Borrowing in a Changing World: How Global Shifts and Everyday Pressures Shape Today's Homebuyer Experience

24th February 2026

For anyone thinking about buying a home today, the financial landscape can feel unusually complex. Global headlines talk about tariffs and inflation. Mortgage rates seem to drift without warning. Lenders are offering 35‑ and even 40‑year mortgage terms. And closer to home, the cost of living and student loan repayments continue to shape monthly budgets.

It's no wonder many borrowers feel stretched. But while the environment has changed, it’s still possible to make confident, informed decisions. Understanding how these forces connect can bring a sense of calm and clarity.

Tariffs and inflation: the global forces in the background
Tariffs — taxes on imported goods — have returned to the political spotlight. Recent legal rulings and shifting government positions have created uncertainty about how tariffs will be applied in the future. Markets don’t panic about good or bad news; they react to uncertainty. And tariffs create exactly that.

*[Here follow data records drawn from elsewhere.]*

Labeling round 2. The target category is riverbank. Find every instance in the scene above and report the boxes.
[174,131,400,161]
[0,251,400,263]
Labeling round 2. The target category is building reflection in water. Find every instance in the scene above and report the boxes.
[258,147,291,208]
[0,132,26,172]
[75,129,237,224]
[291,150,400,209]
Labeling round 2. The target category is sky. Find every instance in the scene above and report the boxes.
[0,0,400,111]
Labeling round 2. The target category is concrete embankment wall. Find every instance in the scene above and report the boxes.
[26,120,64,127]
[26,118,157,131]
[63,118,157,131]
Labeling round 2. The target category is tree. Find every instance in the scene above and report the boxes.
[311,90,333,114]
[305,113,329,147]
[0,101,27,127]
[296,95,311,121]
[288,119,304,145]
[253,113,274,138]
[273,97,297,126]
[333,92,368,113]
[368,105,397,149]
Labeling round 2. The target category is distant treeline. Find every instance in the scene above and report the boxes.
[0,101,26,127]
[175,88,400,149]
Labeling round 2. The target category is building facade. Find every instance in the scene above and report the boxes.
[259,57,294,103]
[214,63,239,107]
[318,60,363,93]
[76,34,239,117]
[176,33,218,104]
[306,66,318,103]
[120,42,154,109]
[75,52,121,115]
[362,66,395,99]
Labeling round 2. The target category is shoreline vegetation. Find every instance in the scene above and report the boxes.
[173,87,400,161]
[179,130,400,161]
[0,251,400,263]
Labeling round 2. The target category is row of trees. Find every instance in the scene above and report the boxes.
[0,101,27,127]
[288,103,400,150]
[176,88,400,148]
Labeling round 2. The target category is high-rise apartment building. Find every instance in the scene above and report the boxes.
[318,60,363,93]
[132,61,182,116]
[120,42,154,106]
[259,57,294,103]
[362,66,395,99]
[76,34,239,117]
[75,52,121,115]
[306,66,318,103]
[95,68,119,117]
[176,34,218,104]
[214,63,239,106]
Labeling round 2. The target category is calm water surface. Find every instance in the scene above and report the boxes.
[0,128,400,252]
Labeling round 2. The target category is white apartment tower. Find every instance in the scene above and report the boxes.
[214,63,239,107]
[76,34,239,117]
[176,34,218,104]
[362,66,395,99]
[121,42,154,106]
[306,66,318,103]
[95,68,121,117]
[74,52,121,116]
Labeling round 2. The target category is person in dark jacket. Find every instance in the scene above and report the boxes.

When investors become cautious, they demand higher returns on government bonds. Because mortgage rates are closely linked to long‑term bond yields, this uncertainty can gently push borrowing costs upward. Not dramatically, but enough to keep rates from falling quickly.

Even in the UK, where tariff decisions aren’t being made, the effects are felt. The U.S. bond market influences global borrowing costs, and UK gilt yields often move in the same direction. That’s why global trade tensions can quietly shape the mortgage rates offered on your local high street.

The cost‑of‑living squeeze: the pressure closest to home
While global forces matter, the pressures borrowers feel most intensely are domestic.

Food, energy, and transport costs remain higher than they were a few years ago

Wages have risen, but not always fast enough to offset rising expenses

Saving for a deposit is still a challenge for many households

This means borrowers approach lenders with tighter budgets and less financial slack. Affordability tests — which stress‑test your ability to cope with higher rates — can become harder to pass.

Student loans: the quiet factor shaping affordability
For younger buyers especially, student loans are now a permanent part of the financial landscape. The Labour government’s recent changes to Plan 2 student loan interest rates mean:

Monthly repayments may shift

Lifetime repayment totals may change

Disposable income can be affected

Even small changes in student loan repayments influence how much a borrower can afford each month — and lenders take this into account. For many first‑time buyers, student loans reduce borrowing capacity just enough to make traditional 25‑year mortgages feel out of reach.

Why lenders are offering 35‑ and 40‑year mortgages
With house prices still high and interest rates higher than many people are used to, affordability has become a challenge. Longer mortgage terms are one way lenders help buyers pass affordability checks.

A 35‑ or 40‑year mortgage:

Lowers monthly payments

Makes borrowing appear more manageable

Helps first‑time buyers get onto the ladder

For many, it’s the only way the numbers work.

But longer terms also mean:

Paying interest for more years

Building equity more slowly

Staying in debt later into life

It’s not inherently bad — but it does shift more of the cost into the future.

How all these forces connect
Here’s the bigger picture, in one simple chain:

Tariffs → inflation risk → higher bond yields → higher mortgage rates → tighter affordability → longer mortgage terms → slower equity growth → more pressure on future buyers.

Layer on top:

Student loans + cost‑of‑living pressures → reduced disposable income → reduced borrowing capacity → greater reliance on long mortgage terms.

This is the ecosystem today’s borrowers are navigating.

What borrowers should focus on

Look at your real monthly comfort level
Not the maximum the lender says you can borrow — the amount you can comfortably repay without stress.

Treat long mortgage terms as flexible tools
A 40‑year mortgage doesn’t have to last 40 years.
Overpayments and term reductions later can save thousands.

Keep an eye on inflation trends
If inflation continues to ease, mortgage rates may soften over time.

Understand how student loans affect your affordability
They reduce borrowing power, but they don’t prevent homeownership.
Budgeting with them in mind is key.

Don’t rush because of headlines
Markets move. Your financial wellbeing lasts decades.

Today’s borrowing environment is shaped by a mix of global forces and personal financial realities. Tariffs, inflation, student loans, and longer mortgage terms all play a part — but none of them make homeownership impossible. They simply mean borrowers need clarity, not fear.

With a steady approach, a realistic budget, and an understanding of how the pieces fit together, buyers can still make confident, sustainable decisions that support their long‑term wellbeing.